Paraguay continued to participate in the Department of State's Antiterrorism Assistance program.
Countering Terrorist Finance: Paraguay is President Pro Tempore member of the Financial Action Task Force of South America Against Money Laundering, a Financial Action Task Force-type regional body. In October, Paraguay passed a law allowing the Secretariat for the Prevention of Money Laundering to freeze assets related to terrorist financing for a finite period of time. The new legislation provides better tracking, reporting, and enforcement powers, which makes it a more effective entity to assist prosecutors in securing convictions for terrorist financing. There were no convictions for terrorist financing cases in Paraguay in 2011.
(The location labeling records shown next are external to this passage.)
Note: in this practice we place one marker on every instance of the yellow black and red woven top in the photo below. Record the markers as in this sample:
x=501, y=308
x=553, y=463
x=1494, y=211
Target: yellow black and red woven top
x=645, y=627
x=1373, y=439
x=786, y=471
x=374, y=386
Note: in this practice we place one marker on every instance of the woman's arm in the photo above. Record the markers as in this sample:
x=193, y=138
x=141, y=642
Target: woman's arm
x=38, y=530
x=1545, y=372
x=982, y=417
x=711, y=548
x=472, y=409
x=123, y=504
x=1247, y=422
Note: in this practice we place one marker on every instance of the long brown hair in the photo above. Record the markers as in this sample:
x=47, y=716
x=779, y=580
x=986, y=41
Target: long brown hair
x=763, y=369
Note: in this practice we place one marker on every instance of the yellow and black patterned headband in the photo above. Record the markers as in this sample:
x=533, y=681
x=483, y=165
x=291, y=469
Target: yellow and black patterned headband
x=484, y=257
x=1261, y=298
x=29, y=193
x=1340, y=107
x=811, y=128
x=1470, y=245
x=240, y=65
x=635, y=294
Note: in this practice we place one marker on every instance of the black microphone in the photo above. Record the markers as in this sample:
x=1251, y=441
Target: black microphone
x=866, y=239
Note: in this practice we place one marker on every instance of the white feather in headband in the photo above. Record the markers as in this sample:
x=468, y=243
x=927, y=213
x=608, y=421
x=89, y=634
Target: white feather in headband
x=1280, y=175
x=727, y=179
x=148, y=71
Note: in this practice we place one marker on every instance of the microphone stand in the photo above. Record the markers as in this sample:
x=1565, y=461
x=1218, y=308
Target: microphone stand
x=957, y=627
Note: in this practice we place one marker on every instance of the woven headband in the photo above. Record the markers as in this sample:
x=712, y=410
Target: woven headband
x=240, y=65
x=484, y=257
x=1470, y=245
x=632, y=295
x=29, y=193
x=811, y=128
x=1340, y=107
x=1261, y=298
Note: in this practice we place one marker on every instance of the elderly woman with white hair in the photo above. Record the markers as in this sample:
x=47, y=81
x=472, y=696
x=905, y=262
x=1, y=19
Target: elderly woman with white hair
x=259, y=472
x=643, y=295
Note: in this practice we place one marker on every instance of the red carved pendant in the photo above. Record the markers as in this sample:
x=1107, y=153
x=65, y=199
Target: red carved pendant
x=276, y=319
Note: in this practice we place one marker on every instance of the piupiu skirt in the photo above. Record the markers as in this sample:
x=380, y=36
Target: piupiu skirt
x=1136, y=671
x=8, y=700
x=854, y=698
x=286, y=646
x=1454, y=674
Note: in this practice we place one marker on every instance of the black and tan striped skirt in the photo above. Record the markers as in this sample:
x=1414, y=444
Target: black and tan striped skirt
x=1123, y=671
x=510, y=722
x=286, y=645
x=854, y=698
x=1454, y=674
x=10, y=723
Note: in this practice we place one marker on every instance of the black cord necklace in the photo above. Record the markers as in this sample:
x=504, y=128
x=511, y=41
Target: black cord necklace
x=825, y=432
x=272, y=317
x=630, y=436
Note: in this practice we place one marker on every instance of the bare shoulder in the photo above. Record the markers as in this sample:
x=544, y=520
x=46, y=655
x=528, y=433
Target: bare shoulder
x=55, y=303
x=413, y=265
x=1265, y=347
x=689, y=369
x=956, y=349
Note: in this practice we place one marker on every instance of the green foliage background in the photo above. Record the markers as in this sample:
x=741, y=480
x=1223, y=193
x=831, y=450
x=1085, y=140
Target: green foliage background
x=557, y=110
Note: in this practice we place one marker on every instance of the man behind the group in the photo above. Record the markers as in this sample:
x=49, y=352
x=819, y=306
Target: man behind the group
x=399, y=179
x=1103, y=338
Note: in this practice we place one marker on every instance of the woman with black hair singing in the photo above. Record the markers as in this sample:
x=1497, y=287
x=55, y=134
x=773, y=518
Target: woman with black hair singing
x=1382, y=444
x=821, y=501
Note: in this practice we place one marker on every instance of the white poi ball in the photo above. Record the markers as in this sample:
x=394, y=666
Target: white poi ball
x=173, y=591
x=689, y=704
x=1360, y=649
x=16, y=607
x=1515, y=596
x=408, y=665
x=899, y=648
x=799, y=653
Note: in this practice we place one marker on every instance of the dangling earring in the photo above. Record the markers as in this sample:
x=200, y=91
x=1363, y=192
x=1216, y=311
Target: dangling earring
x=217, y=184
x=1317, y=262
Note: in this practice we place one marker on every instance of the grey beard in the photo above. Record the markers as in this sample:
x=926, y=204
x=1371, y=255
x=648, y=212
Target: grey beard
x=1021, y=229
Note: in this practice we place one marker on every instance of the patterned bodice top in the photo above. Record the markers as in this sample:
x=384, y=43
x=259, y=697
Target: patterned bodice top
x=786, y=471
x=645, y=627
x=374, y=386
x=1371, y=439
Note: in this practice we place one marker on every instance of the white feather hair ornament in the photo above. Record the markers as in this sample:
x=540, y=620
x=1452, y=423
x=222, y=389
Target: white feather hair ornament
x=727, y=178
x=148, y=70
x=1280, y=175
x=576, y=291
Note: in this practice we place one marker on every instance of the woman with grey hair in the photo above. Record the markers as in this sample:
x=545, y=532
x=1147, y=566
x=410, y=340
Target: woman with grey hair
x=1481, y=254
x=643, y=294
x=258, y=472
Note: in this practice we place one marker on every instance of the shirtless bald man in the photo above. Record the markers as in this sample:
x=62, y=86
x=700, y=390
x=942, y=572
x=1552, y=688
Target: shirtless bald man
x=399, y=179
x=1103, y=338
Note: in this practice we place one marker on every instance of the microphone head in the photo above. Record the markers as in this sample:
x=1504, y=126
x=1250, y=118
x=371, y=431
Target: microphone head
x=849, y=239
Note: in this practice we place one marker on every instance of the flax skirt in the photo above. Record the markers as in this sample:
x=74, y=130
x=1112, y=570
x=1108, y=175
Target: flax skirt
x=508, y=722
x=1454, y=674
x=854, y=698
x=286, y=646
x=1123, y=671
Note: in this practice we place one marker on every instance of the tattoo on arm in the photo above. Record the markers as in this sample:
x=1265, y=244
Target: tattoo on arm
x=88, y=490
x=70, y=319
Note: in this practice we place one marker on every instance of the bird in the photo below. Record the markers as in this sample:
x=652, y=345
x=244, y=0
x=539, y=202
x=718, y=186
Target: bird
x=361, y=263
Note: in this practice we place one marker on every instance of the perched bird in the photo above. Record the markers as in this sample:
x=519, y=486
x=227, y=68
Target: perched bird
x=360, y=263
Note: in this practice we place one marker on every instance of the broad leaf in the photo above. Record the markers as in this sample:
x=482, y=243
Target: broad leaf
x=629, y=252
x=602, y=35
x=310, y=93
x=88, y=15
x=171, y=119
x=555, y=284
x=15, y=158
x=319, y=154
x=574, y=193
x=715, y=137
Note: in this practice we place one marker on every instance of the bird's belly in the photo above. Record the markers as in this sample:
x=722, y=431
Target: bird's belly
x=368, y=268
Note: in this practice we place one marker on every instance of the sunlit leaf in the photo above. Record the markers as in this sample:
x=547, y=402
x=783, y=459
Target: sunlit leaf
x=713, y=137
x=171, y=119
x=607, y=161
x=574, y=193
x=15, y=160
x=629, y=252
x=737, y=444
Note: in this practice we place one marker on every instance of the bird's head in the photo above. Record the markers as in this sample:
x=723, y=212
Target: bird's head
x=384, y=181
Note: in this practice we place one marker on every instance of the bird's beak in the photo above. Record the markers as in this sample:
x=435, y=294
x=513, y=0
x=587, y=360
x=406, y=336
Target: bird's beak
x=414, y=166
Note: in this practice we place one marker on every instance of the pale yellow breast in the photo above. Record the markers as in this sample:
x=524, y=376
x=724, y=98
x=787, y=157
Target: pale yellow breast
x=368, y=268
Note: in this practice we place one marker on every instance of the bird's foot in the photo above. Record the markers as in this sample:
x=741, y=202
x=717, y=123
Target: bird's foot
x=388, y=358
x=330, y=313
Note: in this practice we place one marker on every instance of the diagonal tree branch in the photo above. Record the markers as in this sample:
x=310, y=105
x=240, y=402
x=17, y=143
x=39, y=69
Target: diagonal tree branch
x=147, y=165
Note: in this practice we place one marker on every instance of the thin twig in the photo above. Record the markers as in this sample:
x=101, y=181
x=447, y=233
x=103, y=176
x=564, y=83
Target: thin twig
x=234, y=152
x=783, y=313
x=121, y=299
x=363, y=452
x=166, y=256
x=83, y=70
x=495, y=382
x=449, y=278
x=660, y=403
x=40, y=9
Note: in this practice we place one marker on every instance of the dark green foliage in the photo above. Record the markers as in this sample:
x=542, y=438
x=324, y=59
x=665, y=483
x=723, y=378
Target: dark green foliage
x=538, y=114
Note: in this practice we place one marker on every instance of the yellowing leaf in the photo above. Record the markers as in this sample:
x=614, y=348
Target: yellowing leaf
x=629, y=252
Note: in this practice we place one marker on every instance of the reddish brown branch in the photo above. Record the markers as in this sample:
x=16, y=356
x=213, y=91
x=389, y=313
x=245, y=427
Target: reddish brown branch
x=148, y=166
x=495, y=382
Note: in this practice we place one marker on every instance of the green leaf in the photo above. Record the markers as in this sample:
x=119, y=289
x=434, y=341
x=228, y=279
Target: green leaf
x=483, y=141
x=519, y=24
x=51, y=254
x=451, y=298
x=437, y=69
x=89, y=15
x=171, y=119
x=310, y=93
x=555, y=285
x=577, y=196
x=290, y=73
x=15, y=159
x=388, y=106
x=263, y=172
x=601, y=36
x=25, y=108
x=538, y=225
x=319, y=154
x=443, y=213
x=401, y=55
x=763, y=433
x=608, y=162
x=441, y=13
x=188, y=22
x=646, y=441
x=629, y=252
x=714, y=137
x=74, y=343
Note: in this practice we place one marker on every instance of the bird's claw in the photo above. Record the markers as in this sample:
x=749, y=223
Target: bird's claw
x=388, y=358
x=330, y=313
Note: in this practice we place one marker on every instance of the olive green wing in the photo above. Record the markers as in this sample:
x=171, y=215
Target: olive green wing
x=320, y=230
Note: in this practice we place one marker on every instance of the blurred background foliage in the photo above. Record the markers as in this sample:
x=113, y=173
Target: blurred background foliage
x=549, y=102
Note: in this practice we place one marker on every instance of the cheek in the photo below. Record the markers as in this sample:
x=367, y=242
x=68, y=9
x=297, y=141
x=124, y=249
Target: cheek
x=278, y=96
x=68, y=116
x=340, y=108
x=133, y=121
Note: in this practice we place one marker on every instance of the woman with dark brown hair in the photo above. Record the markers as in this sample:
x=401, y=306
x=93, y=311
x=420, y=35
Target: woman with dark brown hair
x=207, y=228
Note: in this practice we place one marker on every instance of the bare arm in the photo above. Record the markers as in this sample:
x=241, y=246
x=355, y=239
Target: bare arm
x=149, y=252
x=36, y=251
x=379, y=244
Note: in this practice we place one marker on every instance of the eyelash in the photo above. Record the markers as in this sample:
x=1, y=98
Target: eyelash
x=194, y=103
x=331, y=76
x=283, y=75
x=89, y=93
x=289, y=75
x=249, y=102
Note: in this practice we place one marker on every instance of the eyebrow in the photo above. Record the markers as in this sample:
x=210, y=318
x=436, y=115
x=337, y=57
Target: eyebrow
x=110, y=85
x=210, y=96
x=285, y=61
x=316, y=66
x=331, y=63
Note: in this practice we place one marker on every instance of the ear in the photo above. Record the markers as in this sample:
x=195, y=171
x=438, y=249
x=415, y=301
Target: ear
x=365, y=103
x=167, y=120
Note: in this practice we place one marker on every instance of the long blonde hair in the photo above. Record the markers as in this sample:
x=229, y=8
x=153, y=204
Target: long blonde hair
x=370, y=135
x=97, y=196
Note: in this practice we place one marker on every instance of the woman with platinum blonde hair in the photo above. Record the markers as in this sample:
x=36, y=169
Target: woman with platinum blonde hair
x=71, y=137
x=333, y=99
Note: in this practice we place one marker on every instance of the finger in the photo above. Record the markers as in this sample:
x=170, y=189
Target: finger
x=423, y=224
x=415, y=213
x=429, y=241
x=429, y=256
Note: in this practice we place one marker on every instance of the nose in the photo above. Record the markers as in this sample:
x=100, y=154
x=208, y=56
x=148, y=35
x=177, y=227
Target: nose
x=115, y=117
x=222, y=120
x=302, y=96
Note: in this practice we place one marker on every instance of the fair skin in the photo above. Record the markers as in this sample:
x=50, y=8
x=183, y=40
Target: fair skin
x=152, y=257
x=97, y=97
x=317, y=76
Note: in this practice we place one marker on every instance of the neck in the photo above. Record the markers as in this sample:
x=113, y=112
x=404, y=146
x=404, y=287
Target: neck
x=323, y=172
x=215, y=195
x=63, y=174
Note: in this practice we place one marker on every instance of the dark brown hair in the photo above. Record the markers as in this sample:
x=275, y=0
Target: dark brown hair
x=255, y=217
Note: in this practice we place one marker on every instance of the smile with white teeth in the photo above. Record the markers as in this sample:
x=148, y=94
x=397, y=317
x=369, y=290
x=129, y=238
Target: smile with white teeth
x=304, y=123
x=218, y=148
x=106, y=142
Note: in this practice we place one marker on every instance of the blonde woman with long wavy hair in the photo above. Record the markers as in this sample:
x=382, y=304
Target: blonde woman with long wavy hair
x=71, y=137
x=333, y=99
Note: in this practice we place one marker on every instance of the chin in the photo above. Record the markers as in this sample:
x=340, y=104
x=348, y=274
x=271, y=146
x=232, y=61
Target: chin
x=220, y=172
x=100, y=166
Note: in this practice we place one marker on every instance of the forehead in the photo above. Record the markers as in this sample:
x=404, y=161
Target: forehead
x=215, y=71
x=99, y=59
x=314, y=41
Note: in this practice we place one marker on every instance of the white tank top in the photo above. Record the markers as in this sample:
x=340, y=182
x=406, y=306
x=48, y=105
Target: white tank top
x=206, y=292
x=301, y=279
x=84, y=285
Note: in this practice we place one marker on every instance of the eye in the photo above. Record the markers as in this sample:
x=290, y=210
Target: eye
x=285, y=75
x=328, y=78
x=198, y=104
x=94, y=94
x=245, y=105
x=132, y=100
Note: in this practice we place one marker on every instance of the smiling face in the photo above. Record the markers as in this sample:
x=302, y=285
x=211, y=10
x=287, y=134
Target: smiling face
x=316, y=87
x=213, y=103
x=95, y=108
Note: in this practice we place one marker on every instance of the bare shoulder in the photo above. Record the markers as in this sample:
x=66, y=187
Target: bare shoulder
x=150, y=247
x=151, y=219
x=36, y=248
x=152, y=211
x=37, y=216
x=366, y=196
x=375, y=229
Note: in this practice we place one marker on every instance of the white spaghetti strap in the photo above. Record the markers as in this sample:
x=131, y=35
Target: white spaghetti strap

Paraguay did not monitor and regulate alternative remittance services, however, the Central Bank was analyzing how it could monitor and regulate money or value transfer systems, such as transfer services via cell phones. Paraguay did not monitor non-profit organizations to prevent misuse and terrorist financing, nor were there any known plans to begin this regulation.
For further information on money laundering and financial crimes, we refer you to the 2011 International Narcotics Control Strategy Report (INCSR), Volume 2, Money Laundering and Financial Crimes: http://www.state.gov/j/inl/rls/nrcrpt/index.htm.
Regional and International Cooperation: Paraguay is a member of the Organization of American States and participated in border protection initiatives with the Southern Common Market and the Union of South American Nations.